Approximately 51 isolates tested positive for mecA; 15 of 26 from England; 12 of 16 from Scotland; and 24 of 32 from Denmark. Further, after assessing trends in annual incidence of mecA detection, the researchers found that rates of these MRSA increased substantially between 2007 and 2010.
“The discovery of this new mecA homologue raises issues about the detection and confirmation of MRSA,” according to the researchers. “Irrespective of whether an infection is caused by mecALGA251 MRSA or conventional MRSA, after culture and antimicrobial susceptibility testing, appropriate decisions about care of patients can be made. However, when existing PCR or monoclonal antibody methods are used as the only method to detect MRSA, or when these methods are used to confirm provisional detection of MRSA, then mecALGA251 S. aureus will be wrongly diagnosed as methicillin-susceptible.”
Although the discovery of this previously undetected mecA homologue is of public health importance, Holmes said drinking milk and consuming dairy products is not a public health concern.
“There is no survival of MRSA in milk or dairy products, as long as the milk is pasteurized,” he said. “The main worry would be that these cows represent a pool of the bacteria, that these bacteria end up colonizing people who work or live on farms and they take it out to the wider community.”
The researchers said the ramifications of not detecting S. aureus strains that carry this new strain should be considered in diagnostic protocols.

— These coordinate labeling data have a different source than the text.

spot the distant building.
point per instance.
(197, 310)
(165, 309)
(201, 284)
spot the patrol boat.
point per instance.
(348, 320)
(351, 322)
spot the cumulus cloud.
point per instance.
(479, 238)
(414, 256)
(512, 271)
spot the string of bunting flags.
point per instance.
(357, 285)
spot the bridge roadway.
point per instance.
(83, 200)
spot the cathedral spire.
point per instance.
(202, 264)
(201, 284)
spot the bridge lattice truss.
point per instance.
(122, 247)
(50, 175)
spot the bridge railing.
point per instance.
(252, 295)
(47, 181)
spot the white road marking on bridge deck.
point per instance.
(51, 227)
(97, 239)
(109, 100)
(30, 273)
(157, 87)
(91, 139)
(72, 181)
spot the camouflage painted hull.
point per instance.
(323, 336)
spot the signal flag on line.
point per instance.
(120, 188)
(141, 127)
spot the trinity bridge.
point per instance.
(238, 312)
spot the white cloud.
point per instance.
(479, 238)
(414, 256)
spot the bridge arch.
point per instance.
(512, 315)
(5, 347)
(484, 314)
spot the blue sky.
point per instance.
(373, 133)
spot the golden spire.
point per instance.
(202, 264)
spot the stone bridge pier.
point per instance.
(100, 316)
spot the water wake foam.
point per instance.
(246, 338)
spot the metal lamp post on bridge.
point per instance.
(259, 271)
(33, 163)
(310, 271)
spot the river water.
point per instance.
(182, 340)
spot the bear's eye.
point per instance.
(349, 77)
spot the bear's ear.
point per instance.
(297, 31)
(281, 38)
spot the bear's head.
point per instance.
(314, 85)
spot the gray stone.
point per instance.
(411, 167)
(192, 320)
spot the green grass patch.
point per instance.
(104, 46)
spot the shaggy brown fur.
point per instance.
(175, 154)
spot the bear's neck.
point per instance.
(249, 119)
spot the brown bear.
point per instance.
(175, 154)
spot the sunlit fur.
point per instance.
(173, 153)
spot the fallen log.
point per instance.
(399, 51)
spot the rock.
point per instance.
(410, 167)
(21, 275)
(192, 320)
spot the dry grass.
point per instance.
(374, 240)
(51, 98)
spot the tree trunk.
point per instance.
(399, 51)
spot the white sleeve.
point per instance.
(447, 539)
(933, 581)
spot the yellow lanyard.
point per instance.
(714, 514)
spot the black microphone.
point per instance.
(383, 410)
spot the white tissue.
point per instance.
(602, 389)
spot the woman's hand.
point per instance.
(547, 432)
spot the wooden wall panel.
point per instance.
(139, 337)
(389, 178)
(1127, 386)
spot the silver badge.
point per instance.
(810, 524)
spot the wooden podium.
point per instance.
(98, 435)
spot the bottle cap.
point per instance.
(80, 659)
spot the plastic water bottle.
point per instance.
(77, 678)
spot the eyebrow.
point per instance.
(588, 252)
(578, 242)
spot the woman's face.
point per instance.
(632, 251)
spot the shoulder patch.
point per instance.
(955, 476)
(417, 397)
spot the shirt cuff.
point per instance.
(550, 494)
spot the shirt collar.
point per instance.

Disclosure: This research was funded by the Department for Environment, Food and Rural Affairs, Higher Education Funding Council for England, Isaac Newton Trust (University of Cambridge), and the Wellcome Trust.
The more we know about staphylococci, the more there is to know. The report of cattle with a methicillin-resistant staphylococci with a mecA homologue not detected by usual PCR is perturbing, especially as PCR has been increasingly relied upon for rapid screening for MRSA and early therapy. Good epidemiology studies in the U K and Denmark indicate it is a growing part of staphylococcal infections in mastitis in cattle and likely in a variety of infections in people although the real clinical significance and virulence in people is not yet delineated. This new information is another challenge for the micro lab, which is already overburdened by the susceptibility testing for MRSA, especially in regard to vancomycin and other glycopeptides. A new detection method for the mecALGA251 homologue will add another step and expense in dealing with these confounding bacteria. The other questions these findings bring up are how many other methicillin-resistant mechanisms are there that we do not know about and how many more will develop in our lifetime? Where did these things come from in the phylogenetic tree and how concerned do we have to be about the sources?